What Happens When My Car is Totaled in an Accident?
Car owners have many concerns when they discover their car to be a total wreck following an accident. These can range from whether the vehicle could still be saved, especially if it’s a collector’s item, down to will the insurance company payout an amount enough to cover replacement expenses and the like.
A good habit to form is to check on insurance policies even before trouble occurs. Generally, a car owner knows what kind of coverage he or she has but there is still technical jargon that most of us don’t bother to know about. These terms are crucial because they will affect the extent of coverage after an accident. Always read the fine print and assert yourself.
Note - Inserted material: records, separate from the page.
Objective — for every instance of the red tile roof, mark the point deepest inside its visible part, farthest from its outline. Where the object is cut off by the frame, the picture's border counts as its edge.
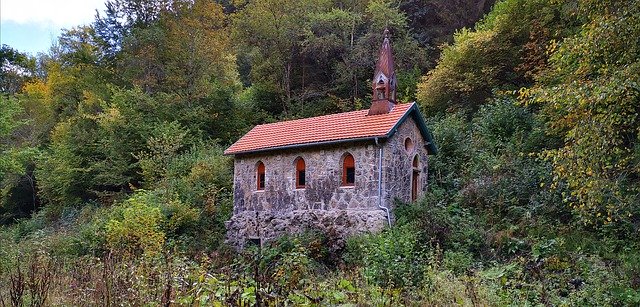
(321, 129)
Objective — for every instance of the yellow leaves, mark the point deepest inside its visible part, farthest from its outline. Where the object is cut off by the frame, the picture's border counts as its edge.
(138, 231)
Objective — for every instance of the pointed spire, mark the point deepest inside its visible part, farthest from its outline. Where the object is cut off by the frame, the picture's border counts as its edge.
(384, 80)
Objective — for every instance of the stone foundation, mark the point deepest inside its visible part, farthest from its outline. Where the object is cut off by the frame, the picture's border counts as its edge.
(269, 225)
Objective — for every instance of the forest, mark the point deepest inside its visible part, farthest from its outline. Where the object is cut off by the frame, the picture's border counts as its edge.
(114, 189)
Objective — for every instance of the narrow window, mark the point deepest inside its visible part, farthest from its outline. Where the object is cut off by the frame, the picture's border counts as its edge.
(300, 174)
(348, 170)
(260, 176)
(415, 178)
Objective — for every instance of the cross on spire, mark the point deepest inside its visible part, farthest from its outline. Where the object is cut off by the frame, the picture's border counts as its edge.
(384, 80)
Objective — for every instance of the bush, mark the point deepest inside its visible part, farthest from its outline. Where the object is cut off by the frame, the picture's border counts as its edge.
(394, 258)
(138, 228)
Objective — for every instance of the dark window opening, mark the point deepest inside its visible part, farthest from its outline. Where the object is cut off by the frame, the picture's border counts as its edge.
(254, 242)
(260, 176)
(348, 170)
(300, 174)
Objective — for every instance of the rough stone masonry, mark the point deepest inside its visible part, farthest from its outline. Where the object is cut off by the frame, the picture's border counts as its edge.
(323, 204)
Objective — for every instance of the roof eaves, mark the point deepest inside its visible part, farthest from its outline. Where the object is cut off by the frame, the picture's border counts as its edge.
(422, 125)
(302, 145)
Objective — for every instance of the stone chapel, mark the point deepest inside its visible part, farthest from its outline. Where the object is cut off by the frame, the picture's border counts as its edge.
(340, 173)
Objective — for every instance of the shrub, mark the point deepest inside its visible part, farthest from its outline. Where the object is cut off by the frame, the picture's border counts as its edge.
(393, 258)
(138, 230)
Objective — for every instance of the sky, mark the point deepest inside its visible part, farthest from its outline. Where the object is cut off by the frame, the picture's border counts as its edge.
(32, 26)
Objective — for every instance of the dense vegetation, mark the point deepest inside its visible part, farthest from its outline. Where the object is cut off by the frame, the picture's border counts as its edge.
(114, 190)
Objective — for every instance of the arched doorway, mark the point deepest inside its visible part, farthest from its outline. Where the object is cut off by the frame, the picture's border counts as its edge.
(415, 178)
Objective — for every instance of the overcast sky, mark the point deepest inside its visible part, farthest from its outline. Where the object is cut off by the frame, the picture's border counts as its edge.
(33, 25)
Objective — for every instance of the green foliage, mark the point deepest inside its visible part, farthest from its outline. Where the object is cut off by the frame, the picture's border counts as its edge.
(390, 259)
(591, 97)
(138, 230)
(503, 52)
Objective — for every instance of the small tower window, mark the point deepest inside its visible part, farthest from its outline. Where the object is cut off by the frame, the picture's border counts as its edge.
(408, 145)
(415, 178)
(300, 174)
(260, 176)
(380, 90)
(348, 171)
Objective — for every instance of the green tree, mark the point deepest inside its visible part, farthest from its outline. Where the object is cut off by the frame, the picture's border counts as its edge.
(591, 97)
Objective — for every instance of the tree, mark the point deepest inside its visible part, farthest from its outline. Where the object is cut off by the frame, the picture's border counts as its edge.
(591, 97)
(15, 69)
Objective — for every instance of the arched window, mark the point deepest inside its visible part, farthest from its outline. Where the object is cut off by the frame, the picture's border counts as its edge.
(415, 178)
(300, 174)
(348, 170)
(260, 176)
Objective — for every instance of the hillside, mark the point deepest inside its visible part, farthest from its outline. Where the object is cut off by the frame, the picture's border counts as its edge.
(114, 189)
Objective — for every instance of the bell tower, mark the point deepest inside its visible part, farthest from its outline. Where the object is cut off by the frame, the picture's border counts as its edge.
(384, 80)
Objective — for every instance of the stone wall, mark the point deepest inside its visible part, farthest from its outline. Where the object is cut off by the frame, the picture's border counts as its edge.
(323, 204)
(397, 163)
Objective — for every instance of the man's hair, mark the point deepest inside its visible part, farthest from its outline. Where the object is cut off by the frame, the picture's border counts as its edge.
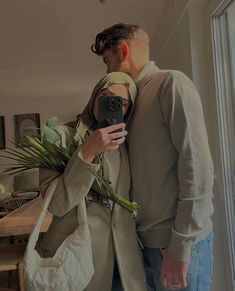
(110, 37)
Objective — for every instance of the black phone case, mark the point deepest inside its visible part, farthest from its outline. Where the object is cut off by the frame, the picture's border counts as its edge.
(109, 110)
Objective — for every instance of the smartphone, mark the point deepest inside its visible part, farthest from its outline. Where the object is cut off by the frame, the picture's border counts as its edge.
(109, 111)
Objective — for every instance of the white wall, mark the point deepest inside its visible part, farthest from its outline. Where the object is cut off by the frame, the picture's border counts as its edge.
(187, 46)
Remember that you have the right to know and understand whether the policy will be helpful during replacement or repair. Let your insurance agent explain these terms thoroughly.
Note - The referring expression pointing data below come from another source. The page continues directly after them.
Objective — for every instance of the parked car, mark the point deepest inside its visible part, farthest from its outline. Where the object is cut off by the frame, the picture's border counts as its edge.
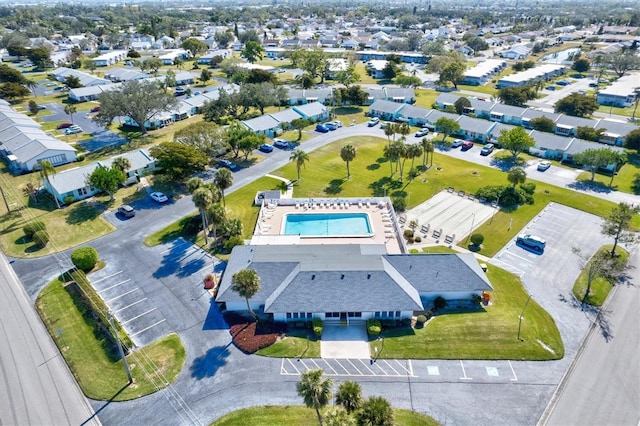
(159, 197)
(228, 164)
(487, 149)
(531, 241)
(265, 147)
(281, 143)
(322, 128)
(543, 165)
(126, 211)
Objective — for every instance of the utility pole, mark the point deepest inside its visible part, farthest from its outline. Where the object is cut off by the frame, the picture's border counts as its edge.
(124, 359)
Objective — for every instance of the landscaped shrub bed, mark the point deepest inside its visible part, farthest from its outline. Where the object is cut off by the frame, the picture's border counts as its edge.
(250, 336)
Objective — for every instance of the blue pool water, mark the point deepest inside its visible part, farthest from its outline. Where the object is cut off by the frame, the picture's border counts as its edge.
(327, 224)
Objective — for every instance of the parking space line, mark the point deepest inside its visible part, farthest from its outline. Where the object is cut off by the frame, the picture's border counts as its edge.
(147, 328)
(104, 278)
(115, 285)
(128, 306)
(138, 316)
(122, 295)
(464, 373)
(514, 378)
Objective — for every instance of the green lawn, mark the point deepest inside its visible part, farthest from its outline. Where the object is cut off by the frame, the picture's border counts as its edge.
(99, 373)
(296, 415)
(296, 344)
(600, 285)
(487, 333)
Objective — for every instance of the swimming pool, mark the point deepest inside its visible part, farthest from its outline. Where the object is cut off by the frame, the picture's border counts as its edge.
(327, 224)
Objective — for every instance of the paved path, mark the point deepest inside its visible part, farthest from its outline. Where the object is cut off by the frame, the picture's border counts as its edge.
(36, 387)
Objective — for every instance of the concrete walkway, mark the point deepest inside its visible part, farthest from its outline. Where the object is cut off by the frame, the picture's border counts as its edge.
(345, 342)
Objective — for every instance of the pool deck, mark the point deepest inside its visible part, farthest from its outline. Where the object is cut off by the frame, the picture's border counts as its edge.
(385, 230)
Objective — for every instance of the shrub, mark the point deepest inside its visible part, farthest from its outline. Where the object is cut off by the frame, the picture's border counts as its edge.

If the insurance company has a provision for car rental as part of your coverage, take the best deal you can get. Most certainly, the rental won’t be as sophisticated as your own vehicle but it will allow you to continue your routine, more importantly, get the necessary paperwork done. Some insurance carriers even have some sort of coverage for collision damage on rental cars. Inquire with your agent regarding this, policies often vary per company.
All states have, in one way or another, regulations that protect car owners from being cheated once a claim has been filed. Some states choose to be more involved in this process. A good way to check is by logging on to your state’s web site, particularly, the insurance department for more information. This is helpful in ensuring that citizens get fair settlements for their respective insurance claims. Expect a lot of answering and filling out of information but it will be worth the effort.
Determine the actual car value of your vehicle prior to the accident. Your car insurance carrier will have claim adjusters who will use different methods in finding out the worth of the vehicle. These will include online pricing references, dealer surveys, books on value guides and actual sales figures. Other factors that will be included in the computation are registration, taxes incurred from the sale of the vehicle, and the cost of replacement. These determinants aren’t absolute as different figures from different states and companies are given. However, don’t just accept what is handed to you. In consumer sites, do a bit of researcher and calculate your car’s actual value independently. This is because the higher the actual value of the car, the higher the insurance claim would be when the company decides that the vehicle is totaled. Market value appraisers are readily available on-line. These are tools that you should use to your advantage.
Lastly, be present when the insurance representatives conduct the visual evaluation. Be keen to point out some damages that might be overlooked so that a fair settlement can take place. In most cases, the more visual damage is present the more likely it will be determined a “total loss”.